# 8" Ghost Shrimp O.O



## NursePlaty (Feb 5, 2010)

*Just to share with you guys; I went to an exotic fish store today where they sell plants and fish that the LFS do not have and I saw an 8" Ghost Shrimp!! I didnt even know they get that big. It was 2 or 3 times bigger than an adult crawfish. It was being sold for $49.99. It was in a freshwater tank and was labeled "XL Ghost Shrimp $49.99" Anyone have ghost shrimps these sizes?*


----------



## Guy (Jan 10, 2010)

Did it have thin claws? Was there a blue tint to the claws?


----------



## NursePlaty (Feb 5, 2010)

*I don't remember, but his claws DID stand out. It was a different color than the body. The body was dark gray with a hint of brown and the claws were either black or blue. Oh yes, the claws were thin. The arm that held the claws were also very long, and had size one inch claws. *


----------



## Guy (Jan 10, 2010)

Then I would guess that it's some type of Prawn. _Macrobrachium rosenbergii_ perhaps.


----------



## NursePlaty (Feb 5, 2010)

*Yea thats what it actually looks like -______- I like how they false advertise and sell a shrimp that people eat for $50 per.*


----------



## squirrelcrusher (Sep 23, 2009)

Thats funny.
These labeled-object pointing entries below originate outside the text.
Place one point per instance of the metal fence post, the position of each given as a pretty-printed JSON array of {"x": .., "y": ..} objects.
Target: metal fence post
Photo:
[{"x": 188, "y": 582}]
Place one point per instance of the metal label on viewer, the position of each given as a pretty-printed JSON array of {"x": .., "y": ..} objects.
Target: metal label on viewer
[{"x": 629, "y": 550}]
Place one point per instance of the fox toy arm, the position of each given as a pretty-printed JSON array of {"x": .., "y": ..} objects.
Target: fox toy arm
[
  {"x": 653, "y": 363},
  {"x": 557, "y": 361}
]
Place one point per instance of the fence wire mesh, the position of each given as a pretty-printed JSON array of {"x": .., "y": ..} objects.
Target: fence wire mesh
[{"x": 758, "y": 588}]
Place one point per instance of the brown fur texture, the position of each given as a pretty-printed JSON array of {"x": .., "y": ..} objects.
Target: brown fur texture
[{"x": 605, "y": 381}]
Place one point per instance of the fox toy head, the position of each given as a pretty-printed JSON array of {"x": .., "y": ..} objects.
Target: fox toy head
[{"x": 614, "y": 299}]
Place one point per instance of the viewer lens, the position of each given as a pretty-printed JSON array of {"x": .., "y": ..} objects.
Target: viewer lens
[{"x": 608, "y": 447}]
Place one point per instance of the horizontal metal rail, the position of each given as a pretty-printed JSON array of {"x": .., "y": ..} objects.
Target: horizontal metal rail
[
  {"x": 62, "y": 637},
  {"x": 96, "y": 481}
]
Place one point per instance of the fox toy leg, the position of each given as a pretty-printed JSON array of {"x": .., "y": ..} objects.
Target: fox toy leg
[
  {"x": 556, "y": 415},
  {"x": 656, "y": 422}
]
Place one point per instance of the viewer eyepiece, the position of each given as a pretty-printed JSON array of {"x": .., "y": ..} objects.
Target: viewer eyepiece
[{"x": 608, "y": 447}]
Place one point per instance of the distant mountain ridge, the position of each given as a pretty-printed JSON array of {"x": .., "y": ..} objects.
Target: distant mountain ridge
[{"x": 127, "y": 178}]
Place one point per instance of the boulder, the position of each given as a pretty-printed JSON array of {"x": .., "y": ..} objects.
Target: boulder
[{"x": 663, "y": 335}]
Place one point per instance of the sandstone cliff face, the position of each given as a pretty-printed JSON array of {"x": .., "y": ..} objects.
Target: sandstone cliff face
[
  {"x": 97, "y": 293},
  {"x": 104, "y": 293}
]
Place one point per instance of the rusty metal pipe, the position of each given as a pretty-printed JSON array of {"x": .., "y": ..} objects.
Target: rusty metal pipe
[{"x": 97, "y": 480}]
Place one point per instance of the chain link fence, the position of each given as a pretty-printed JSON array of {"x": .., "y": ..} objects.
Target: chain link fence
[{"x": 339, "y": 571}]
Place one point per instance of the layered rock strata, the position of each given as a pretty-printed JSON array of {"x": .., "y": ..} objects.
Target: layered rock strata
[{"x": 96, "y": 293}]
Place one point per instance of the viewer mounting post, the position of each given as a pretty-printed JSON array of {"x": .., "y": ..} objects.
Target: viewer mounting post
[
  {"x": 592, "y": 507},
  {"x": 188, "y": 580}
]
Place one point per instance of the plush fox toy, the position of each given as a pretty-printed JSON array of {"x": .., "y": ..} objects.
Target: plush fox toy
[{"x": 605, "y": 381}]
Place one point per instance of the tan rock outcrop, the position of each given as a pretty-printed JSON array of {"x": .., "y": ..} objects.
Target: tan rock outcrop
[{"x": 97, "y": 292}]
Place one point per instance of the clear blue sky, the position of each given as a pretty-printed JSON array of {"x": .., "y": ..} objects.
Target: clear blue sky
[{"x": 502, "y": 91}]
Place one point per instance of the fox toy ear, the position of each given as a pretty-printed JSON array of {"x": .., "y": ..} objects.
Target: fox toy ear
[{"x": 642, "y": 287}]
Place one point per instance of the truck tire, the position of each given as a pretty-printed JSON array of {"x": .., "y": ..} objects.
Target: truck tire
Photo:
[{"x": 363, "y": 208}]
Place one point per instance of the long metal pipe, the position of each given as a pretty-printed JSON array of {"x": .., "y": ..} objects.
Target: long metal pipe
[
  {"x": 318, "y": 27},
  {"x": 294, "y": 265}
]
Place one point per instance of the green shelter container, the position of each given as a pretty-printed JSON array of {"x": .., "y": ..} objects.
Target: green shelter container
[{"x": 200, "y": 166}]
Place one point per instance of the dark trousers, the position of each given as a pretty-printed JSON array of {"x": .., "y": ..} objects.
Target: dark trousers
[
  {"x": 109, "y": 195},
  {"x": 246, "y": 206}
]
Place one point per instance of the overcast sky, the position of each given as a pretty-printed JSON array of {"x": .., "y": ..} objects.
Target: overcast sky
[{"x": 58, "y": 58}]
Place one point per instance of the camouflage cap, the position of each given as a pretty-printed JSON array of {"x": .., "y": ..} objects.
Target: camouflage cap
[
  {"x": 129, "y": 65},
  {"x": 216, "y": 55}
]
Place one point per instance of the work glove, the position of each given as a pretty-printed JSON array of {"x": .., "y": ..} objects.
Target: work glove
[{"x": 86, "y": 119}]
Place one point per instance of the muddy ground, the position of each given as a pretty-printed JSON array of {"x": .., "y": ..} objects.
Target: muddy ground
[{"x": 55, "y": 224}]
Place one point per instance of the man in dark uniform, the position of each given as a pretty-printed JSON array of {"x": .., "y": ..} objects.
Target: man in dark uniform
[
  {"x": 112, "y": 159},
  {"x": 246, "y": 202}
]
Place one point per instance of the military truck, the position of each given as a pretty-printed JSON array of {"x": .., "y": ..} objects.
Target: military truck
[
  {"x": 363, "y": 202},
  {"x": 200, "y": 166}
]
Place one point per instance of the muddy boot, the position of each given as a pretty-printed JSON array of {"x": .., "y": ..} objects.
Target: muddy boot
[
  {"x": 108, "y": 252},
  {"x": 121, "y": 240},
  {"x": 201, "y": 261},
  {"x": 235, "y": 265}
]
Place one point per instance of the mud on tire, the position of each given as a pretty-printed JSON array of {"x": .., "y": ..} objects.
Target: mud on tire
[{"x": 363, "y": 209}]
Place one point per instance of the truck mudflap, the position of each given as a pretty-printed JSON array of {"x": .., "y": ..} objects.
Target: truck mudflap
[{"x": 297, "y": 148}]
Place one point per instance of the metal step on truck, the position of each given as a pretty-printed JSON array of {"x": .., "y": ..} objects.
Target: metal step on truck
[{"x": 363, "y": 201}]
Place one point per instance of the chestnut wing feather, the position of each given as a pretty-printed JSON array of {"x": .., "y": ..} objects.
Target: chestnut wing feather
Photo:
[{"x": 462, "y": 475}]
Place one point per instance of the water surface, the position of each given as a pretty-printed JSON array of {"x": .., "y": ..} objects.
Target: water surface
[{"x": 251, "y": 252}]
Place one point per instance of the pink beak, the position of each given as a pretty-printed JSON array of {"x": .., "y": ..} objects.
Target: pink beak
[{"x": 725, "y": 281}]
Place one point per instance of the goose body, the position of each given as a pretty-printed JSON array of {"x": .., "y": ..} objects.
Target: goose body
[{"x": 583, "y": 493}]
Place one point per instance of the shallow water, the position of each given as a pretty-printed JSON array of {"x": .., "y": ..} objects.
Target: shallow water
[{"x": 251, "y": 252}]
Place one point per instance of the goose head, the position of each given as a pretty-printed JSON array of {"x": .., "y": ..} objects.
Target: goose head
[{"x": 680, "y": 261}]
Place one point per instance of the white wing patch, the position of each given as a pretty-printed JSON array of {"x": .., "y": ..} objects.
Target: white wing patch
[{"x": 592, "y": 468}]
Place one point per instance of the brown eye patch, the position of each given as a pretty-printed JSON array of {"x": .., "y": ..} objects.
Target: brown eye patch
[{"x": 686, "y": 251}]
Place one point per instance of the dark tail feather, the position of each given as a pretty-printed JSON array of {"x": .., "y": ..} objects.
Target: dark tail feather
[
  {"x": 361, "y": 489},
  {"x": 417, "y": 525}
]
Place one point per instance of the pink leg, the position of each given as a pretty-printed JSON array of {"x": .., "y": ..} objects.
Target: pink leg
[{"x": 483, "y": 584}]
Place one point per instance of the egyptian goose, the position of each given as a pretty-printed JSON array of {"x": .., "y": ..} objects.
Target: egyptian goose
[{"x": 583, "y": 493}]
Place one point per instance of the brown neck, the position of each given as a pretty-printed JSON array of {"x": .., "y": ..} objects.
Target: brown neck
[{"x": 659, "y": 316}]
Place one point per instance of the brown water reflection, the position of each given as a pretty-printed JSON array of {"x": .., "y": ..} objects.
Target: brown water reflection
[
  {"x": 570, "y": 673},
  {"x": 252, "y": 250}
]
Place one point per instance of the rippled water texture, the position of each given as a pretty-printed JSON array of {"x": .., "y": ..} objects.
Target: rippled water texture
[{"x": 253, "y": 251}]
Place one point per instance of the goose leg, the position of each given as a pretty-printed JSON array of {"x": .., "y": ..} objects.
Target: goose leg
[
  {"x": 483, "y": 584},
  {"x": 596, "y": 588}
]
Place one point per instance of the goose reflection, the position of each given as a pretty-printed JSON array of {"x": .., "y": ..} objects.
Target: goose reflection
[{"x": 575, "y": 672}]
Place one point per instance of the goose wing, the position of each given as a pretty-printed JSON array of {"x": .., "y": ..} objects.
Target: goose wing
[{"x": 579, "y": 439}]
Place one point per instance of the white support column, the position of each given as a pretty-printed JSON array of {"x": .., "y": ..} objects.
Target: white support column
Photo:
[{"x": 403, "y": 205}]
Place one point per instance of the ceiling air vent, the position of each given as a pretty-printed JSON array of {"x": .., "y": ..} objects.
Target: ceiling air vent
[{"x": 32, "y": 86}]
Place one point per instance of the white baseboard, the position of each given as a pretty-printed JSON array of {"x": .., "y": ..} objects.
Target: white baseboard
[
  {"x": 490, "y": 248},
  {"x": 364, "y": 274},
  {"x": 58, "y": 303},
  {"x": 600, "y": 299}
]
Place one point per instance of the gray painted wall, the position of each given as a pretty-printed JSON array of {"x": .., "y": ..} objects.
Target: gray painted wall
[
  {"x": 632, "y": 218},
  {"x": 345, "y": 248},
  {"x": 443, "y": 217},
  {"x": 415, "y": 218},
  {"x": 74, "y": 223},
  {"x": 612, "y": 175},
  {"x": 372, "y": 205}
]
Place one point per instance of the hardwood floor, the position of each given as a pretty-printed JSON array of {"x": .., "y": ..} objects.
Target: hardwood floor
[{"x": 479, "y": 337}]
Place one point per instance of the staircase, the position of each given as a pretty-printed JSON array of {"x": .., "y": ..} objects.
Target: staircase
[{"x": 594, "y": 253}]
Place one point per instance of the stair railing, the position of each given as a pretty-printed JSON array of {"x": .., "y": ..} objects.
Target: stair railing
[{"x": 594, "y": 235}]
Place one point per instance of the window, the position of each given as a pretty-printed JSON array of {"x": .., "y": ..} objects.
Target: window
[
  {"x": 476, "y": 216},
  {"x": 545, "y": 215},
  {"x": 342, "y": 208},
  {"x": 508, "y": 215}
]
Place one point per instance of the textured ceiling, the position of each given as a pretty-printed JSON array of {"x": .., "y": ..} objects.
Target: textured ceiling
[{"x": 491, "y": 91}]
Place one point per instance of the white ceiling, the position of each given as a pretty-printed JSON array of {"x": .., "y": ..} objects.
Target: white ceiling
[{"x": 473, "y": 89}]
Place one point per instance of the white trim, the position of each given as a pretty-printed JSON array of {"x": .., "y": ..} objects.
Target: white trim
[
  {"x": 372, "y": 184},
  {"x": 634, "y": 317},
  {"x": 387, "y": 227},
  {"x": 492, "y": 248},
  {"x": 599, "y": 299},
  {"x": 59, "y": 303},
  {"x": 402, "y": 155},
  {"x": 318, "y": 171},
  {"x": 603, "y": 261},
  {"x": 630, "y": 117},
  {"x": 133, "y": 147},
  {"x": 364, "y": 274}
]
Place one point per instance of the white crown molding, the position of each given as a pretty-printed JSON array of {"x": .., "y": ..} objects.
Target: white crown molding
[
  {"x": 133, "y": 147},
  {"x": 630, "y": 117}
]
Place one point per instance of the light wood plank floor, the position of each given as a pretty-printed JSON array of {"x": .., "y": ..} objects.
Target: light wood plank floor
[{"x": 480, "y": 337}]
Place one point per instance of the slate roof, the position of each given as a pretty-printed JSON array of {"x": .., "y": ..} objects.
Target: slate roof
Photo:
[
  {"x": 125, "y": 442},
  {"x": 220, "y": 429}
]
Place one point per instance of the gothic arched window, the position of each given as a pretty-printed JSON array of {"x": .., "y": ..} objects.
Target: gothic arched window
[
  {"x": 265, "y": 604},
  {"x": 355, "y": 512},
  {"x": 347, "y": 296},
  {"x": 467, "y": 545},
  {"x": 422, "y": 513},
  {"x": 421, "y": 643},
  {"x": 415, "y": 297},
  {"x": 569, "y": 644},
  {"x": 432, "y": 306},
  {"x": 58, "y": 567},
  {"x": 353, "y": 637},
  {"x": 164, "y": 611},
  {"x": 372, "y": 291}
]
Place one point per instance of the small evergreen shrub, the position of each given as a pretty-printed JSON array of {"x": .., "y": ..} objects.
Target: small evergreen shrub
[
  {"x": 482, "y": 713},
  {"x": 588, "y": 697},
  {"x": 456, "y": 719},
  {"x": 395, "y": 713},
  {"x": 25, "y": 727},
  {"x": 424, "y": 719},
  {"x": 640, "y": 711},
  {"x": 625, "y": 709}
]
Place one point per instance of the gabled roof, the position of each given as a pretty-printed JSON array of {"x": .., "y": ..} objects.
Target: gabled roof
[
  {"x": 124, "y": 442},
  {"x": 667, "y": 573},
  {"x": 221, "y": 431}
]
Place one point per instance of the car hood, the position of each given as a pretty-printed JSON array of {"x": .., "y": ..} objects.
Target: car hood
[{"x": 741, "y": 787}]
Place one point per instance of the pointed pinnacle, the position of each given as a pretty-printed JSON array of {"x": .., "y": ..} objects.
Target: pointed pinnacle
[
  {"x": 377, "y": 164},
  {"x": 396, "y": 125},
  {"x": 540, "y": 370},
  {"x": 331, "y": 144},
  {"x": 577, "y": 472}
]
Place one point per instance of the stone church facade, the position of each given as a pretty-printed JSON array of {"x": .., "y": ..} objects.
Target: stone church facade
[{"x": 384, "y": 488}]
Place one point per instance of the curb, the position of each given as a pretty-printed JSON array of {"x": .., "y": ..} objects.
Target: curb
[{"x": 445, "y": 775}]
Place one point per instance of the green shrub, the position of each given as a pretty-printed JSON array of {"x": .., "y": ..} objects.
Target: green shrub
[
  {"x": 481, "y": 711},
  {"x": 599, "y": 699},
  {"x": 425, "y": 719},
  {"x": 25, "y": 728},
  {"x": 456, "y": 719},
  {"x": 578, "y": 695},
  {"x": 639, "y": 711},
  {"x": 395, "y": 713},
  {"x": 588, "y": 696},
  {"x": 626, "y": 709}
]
Maybe I should start breeding them and sell them at the discounted price of $30 per! lol


----------



## NativeKeeper (Jun 12, 2010)

*That would have been interesting to see, Ghost Shrimp, are known to only grow to about 1.5 inches max.

Steroids maybe ????*r2
*


----------



## NursePlaty (Feb 5, 2010)

*9000mgs of Growth Hormone per meal is what they used* *old dude


----------